Parallels between the current negotiations with Iran over nukes and those with North Korea and China over the end of the U.S. – U.N. “police action” in Korea should be considered in evaluating the former. That is the purpose of this article.
Among the conclusions to be drawn is that Obama’s America and the rest of the “international community” are heading down a foolishly misguided path in nuke negotiations with Iran. The path is likely to lead to results more inconclusive and substantially worse than did negotiations to end the Korean Conflict.
Negotiations looking to the end of the Korean conflict began on July 10, 1951 at Kaesong, a town occupied by North Korea. On November 25th, negotiations moved to neutral territory in Panmunjom, where they continued until July 19, 1953, just over two years after they had begun.

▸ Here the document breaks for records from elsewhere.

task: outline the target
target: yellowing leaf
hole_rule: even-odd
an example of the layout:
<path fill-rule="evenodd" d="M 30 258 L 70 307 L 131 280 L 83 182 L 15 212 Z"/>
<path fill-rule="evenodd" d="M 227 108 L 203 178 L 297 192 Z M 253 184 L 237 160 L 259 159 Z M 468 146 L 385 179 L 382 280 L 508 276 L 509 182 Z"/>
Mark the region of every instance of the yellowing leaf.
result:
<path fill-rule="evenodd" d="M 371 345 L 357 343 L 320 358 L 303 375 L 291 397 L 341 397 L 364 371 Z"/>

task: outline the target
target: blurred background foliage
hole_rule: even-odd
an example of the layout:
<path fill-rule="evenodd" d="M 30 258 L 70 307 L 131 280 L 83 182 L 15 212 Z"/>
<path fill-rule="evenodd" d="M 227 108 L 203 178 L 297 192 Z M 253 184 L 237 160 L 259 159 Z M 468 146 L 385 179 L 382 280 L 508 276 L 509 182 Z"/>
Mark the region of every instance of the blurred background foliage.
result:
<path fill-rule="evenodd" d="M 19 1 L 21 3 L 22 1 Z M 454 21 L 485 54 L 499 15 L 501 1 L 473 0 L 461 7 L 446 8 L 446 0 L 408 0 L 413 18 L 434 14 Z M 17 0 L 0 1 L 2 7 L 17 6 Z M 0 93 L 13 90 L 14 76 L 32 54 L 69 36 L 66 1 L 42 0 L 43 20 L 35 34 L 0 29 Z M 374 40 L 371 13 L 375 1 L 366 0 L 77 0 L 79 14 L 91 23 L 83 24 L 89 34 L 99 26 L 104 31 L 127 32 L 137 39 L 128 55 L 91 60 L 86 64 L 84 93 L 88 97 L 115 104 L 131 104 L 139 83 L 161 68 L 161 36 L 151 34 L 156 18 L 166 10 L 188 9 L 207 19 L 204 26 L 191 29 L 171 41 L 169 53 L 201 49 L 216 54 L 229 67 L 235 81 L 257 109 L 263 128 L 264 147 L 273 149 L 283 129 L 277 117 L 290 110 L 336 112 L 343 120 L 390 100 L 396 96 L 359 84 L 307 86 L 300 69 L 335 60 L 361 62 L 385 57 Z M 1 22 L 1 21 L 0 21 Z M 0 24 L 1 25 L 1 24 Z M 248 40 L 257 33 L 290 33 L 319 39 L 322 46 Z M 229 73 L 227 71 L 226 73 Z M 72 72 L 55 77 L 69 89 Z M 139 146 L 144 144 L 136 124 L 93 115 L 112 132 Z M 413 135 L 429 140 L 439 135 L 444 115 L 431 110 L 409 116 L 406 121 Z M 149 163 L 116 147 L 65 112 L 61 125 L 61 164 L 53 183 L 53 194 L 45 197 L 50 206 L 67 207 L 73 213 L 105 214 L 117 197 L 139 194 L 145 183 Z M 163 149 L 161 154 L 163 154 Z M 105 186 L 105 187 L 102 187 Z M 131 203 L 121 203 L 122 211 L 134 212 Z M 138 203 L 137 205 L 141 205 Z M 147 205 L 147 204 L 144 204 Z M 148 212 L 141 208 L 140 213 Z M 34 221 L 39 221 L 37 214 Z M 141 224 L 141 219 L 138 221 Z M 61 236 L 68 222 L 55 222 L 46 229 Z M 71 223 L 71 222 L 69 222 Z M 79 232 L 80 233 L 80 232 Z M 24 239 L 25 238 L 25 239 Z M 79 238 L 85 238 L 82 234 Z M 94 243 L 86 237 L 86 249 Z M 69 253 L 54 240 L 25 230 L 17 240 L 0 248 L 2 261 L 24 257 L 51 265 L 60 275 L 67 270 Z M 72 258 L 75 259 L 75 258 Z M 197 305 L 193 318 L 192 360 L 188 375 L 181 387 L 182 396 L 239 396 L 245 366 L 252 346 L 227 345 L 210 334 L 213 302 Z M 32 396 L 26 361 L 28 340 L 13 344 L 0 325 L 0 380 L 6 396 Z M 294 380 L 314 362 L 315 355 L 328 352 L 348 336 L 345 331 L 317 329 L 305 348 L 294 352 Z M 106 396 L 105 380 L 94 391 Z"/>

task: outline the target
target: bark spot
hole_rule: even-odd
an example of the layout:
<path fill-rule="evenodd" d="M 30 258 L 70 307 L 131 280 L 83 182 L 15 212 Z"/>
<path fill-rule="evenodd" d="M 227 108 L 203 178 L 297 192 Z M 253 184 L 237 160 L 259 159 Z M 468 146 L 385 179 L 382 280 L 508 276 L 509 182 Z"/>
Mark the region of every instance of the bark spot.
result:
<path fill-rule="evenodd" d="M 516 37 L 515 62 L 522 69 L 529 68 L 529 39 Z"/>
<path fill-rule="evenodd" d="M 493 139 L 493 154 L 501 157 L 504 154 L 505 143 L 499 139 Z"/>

During the Korea negotiations — which South Korea opposed and at which North Korea and China, but not South Korea were represented — fighting continued with many casualties on all sides. The push for “peace” and political strategies to achieve it — mainly on the part of the United Nations, America and her allies — overwhelmed military considerations. Those factors pushed the casualty rate higher than it would likely have been during more normal combat operations had there been no “peace process.” (Note: much of the information provided here on the Kaesong – Panmunjom peace process and the continuing combat which accompanied it is from T. R. Fehrenbach’s excellent book titled This Kind of War, first published in 1963. During the conflict, Mr. Fehrenbach served in Korea as a U.S. Army officer.)
The resulting agreement put the geographical situation back where it had been when North Korean troops – supplied, trained and led by Stalin’s Russia — invaded the South on June 25, 1950.
Still a horridly repressive country, North Korea still remains aggressive against South Korea and now has nuclear weaponry. In contrast Japan — which we nuked to end the war in the Pacific with fewer casualties than would otherwise likely have occurred had the war continued — has become one of few reasonably free, democratic and prosperous nations in Asia. Another is South Korea, far past the days of the Japanese occupation followed by the increasingly dictatorial reign of U.S. supported Syngman Rhee.
Iran nuke negotiations
Feelers for a nuke deal with Iran began as early as 2006, with multiple U.N. resolutions. A round of talks among the P5+1 representatives (United States, Russia, China, United Kingdom, and France, plus Germany) and Iran was held on February 26 – 27, 2013 in the Kazakh city of Almaty. Germany
is the key trading partner of Iran. Iran’s nuclear program depends mainly upon German products and services. For example, the thousands of centrifuges used to enrich the uranium are controlled by Siemens “Simatic WinCC Step7” software. Around 50 German firms have their own branch offices in Iran and more than 12,000 firms have their own trade representatives in Iran. Several well-known German companies are involved in major Iranian infrastructure projects, especially in the petrochemical sector, like Linde, BASF, Lurgi, Krupp, Siemens, ZF Friedrichshafen, Mercedes, Volkswagen and MAN (2008). (Emphasis added.]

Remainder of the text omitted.